On October 9, 2012 the grievor, a supervisor, was working with his team to remove gaskets from an old generator. It was known that gaskets could be made of asbestos. The workplace policy was to assume that gaskets were made of asbestos and confirm with reference to documents in the workplace computer system. The grievor visually concluded that the gasket was not made of asbestos but did not complete the full search. Because of this decision the grievor authorized his team to use mechanical grinders to remove the gaskets without the specialized safety equipment necessary for handling asbestos. This caused asbestos to be possibly released into the air and jeopardised the health of the crew he was overseeing.
Another employee made a complaint about the dust and possible asbestos exposure resulting from the grinding. Contrary to proper procedure, the grievor did not file any reports mentioning the complaint or the possibility of asbestos. The worker’s complaint was eventually investigated by the employer and the grievor made statements that he had identified from a logo on the material that there was no asbestos. This was determined not to be true.
As a result of the incident and the grievor’s failure to make the safety incident known, the grievor was terminated. The union argued that the penalty was too harsh, based in part on the employer’s alleged failure to provide an inventory of asbestos containing materials pursuant to the workplace asbestos management policy.
The grievance was dismissed and the termination upheld. First, the harm caused by the grievor was significant. The grievor had failed to properly assess the safety risks of the situation, was negligent and created serious health risks for other employees. On its own, however, the arbitrator noted that this harm may not have been enough to justify termination, given no previous disciplinary history and other factors.

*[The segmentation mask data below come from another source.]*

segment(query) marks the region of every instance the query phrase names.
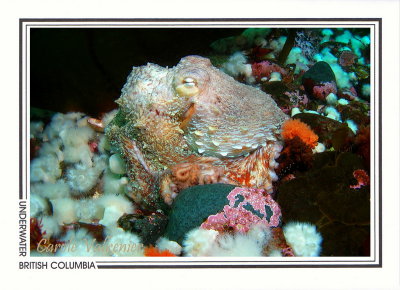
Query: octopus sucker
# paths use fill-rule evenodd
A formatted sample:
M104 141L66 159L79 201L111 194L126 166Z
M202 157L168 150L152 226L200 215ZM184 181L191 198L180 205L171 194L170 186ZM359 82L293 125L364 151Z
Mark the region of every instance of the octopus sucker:
M272 188L288 117L268 94L207 58L134 67L117 103L119 113L105 132L127 163L129 195L139 205L155 207L158 198L171 204L196 184Z

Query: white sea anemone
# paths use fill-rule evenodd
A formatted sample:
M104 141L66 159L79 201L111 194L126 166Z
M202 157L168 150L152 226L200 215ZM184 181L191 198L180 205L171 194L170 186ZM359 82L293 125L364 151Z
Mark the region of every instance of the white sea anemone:
M322 236L316 226L309 223L290 222L283 227L286 242L298 257L317 257L321 252Z
M35 158L30 164L31 182L56 182L61 176L60 161L55 155Z
M60 234L61 228L53 216L43 216L41 218L43 238L50 239Z
M138 235L116 229L111 236L107 236L106 245L114 257L144 256L144 246Z
M60 132L64 145L65 162L82 162L86 166L92 166L93 153L90 151L88 142L94 136L94 130L89 126L72 127Z
M300 114L300 113L301 113L300 109L297 108L297 107L294 107L294 108L292 108L292 112L291 112L290 115L293 117L294 115L297 115L297 114Z
M108 166L112 173L115 173L115 174L125 174L126 173L125 160L122 159L121 155L118 153L110 156L110 159L108 160Z
M323 35L321 43L323 43L330 40L331 36L333 35L333 31L331 29L326 28L321 31L321 34Z
M334 93L330 93L326 96L325 100L329 105L336 105L338 102L337 96Z
M349 30L344 30L341 35L336 36L335 41L349 43L350 40L353 38L353 35Z
M62 142L60 138L55 138L49 142L44 142L39 149L39 155L55 155L59 161L64 160L64 153L61 150Z
M70 189L64 180L59 179L55 183L32 183L31 194L37 194L48 199L69 197Z
M55 114L43 132L43 139L46 141L59 137L61 131L74 127L76 121L82 116L82 113Z
M321 153L325 151L325 145L323 143L318 142L317 146L312 149L313 153Z
M99 205L104 208L100 224L106 227L117 227L117 221L123 214L131 214L135 208L123 195L107 194L98 199Z
M346 100L346 99L341 98L341 99L338 100L338 103L339 103L339 105L346 106L346 105L349 104L349 101Z
M43 126L43 122L30 122L30 137L41 139L43 134Z
M232 77L245 76L247 83L255 81L251 64L247 63L247 57L240 51L232 54L228 61L222 65L221 69Z
M271 73L271 78L269 79L269 82L281 81L281 80L282 80L282 76L279 72Z
M269 254L268 257L283 257L282 253L280 250L272 250Z
M100 172L85 164L77 163L67 170L67 182L73 189L73 194L79 195L93 188L97 183Z
M76 215L80 222L91 223L103 217L104 208L96 199L81 199L76 203Z
M49 209L47 200L38 194L31 194L30 198L30 215L31 217L38 217Z
M74 190L73 194L85 193L96 185L101 173L106 168L105 159L103 156L96 156L93 167L77 163L67 170L67 183Z
M77 147L81 144L87 144L94 136L94 130L89 126L72 127L60 132L61 140L66 147Z
M82 162L84 165L92 166L93 152L90 151L88 144L80 144L75 147L64 147L64 161L67 163Z
M60 240L65 242L65 247L57 251L58 257L102 256L96 251L98 243L85 229L69 230Z
M124 194L128 183L129 180L126 176L120 177L120 175L106 170L103 176L103 192L104 194Z
M263 247L271 239L265 225L255 225L247 233L220 235L210 251L211 256L261 257Z
M361 94L365 97L369 97L371 95L371 85L363 84L361 87Z
M341 122L340 113L334 107L326 107L326 117Z
M295 73L300 72L301 69L306 70L308 63L309 61L300 47L293 47L285 62L285 64L296 64Z
M353 120L346 120L347 126L353 131L354 134L357 134L358 126Z
M176 256L179 256L182 252L182 247L177 242L170 241L165 237L158 239L156 247L160 249L160 251L168 250Z
M75 200L71 198L59 198L50 201L53 206L53 215L59 225L70 224L78 221Z
M199 257L210 256L213 244L219 233L214 230L195 228L186 234L183 241L183 252L185 256Z
M286 39L286 36L281 36L277 39L270 41L268 47L271 48L273 52L270 52L267 56L275 57L274 54L278 54L282 50L283 46L285 45Z

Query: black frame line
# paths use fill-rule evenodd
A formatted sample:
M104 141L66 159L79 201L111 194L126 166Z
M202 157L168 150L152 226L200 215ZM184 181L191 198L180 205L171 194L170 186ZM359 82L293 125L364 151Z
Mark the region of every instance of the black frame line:
M20 18L20 22L284 22L378 21L382 18Z
M89 26L89 25L101 25L101 23L105 23L104 26L108 26L112 28L113 26L122 26L122 25L129 25L134 28L145 28L144 23L146 23L146 26L158 26L160 29L160 25L163 26L197 26L198 28L199 25L205 25L205 23L210 23L210 26L217 26L217 25L223 25L224 27L229 27L229 26L237 26L237 27L249 27L249 25L253 26L265 26L265 25L271 25L272 23L276 23L277 25L287 25L287 26L331 26L332 24L324 24L324 23L284 23L284 24L279 24L279 22L350 22L350 24L344 23L335 23L336 26L359 26L359 25L366 25L366 26L373 26L374 27L374 37L375 37L375 55L374 55L374 68L375 72L379 72L379 77L376 79L374 77L374 87L376 88L376 84L378 83L379 89L378 89L378 94L375 96L374 102L378 102L377 108L375 108L375 111L379 112L379 118L378 120L375 121L378 125L378 129L375 128L374 130L374 137L378 136L378 142L376 141L376 138L374 138L374 145L379 144L379 150L378 154L376 154L376 149L373 152L373 160L374 164L376 161L376 158L379 160L379 167L378 167L378 174L379 174L379 184L378 184L378 194L375 195L377 197L377 200L375 200L375 208L377 207L379 209L379 245L377 246L377 241L376 241L376 235L374 235L374 241L375 241L375 249L378 247L378 253L379 253L379 262L378 264L342 264L342 265L336 265L336 264L321 264L321 263L346 263L346 262L352 262L352 261L345 261L345 260L336 260L336 261L290 261L289 259L287 261L274 261L274 262L279 262L279 263L291 263L290 265L284 265L284 264L277 264L277 265L215 265L215 264L207 264L207 265L184 265L184 263L243 263L243 264L248 264L248 263L271 263L269 261L95 261L96 267L98 269L199 269L199 268L381 268L382 267L382 18L20 18L19 19L19 200L27 200L28 199L28 151L26 149L26 154L25 154L25 160L26 160L26 168L25 168L25 178L26 178L26 184L23 184L23 148L27 148L26 144L23 144L23 108L25 105L25 113L27 115L27 102L24 104L24 100L26 101L26 98L24 96L27 96L27 92L29 88L27 87L27 77L28 77L28 72L27 72L27 67L25 65L25 71L24 69L24 61L26 64L26 59L27 59L27 52L28 52L28 44L26 42L26 37L28 35L28 25L31 27L34 26L41 26L42 24L36 24L36 22L41 22L41 23L52 23L53 27L58 27L58 26L75 26L78 22L86 22L85 23L80 23L79 26ZM28 25L25 26L25 53L24 53L24 47L23 47L23 28L24 24L26 22L29 22ZM64 24L57 24L57 22L68 22ZM98 23L101 22L101 23ZM111 22L120 22L121 24L111 24ZM169 22L169 23L168 23ZM195 23L198 22L198 23ZM238 23L229 23L229 22L238 22ZM254 22L263 22L265 24L255 24ZM353 23L351 23L353 22ZM355 23L354 23L355 22ZM357 22L372 22L372 23L357 23ZM375 23L373 23L375 22ZM135 27L134 25L137 24L138 27ZM376 29L376 25L378 25L378 30ZM47 27L51 29L52 27ZM96 27L94 27L96 28ZM107 28L107 27L104 27ZM128 27L127 27L128 28ZM182 27L184 28L184 27ZM206 27L204 27L206 28ZM207 28L212 28L212 27L207 27ZM378 48L378 55L376 55L376 48ZM376 57L377 56L377 57ZM376 66L376 61L377 58L379 59L379 65L378 67ZM23 82L23 74L25 73L25 88L24 88L24 82ZM375 89L376 91L376 89ZM26 118L28 116L25 116ZM28 121L28 118L26 119L26 122ZM25 128L27 129L28 123L25 124ZM378 132L376 132L378 131ZM27 140L28 142L28 140ZM374 146L376 148L376 146ZM376 156L378 155L378 156ZM376 170L376 167L375 167ZM376 179L377 177L374 175L374 181L375 181L375 188L376 186ZM25 196L24 196L24 191L23 188L25 187ZM378 205L376 205L376 202L378 202ZM374 212L376 215L376 212ZM374 220L376 223L376 220ZM375 229L376 230L376 229ZM82 257L80 257L82 258ZM340 258L340 257L339 257ZM358 263L374 263L376 262L377 257L376 253L374 256L373 261L357 261ZM305 265L301 263L320 263L320 264L310 264L310 265ZM135 263L134 265L112 265L113 263ZM157 263L156 265L144 265L147 263ZM178 264L173 264L172 263L178 263ZM273 263L273 262L272 262ZM295 264L298 263L298 264ZM159 265L162 264L162 265Z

However, the employee’s failure to respond to the concerns raised by the worker’s complaint and the grievor’s attempts to cover up what had happened did provide just cause for dismissal. The arbitrator found that this misconduct fundamentally breached the trust between an employer and employee that is necessary in a workplace where safety rules are of the utmost importance.
This case serves as a reminder that loss of trust can be fatal to the employment relationship. Where key issues are in play, such as workplace health and safety, a lack of integrity and honesty on the part of a grievor may provide just cause for discharge. This is the case even where a grievor has an otherwise unblemished disciplinary history.
In the health and safety context, for the sake of clarity, the implementation of safety management systems and training should include emphasis on the importance of honesty and integrity in reporting of safety incidents. It should be made clear to employees that failure to demonstrate honesty in the implementation of safety management will result in serious discipline, up to and including discharge. The goal is to ensure that health and safety risks are fully understood and managed effectively.
Honesty may also be emphasised in other employment policies, for example in relation to conflict of interest or financial dealings. In many industries, dishonesty will be grounds for dismissal where trust and integrity is integral to the employment relationship.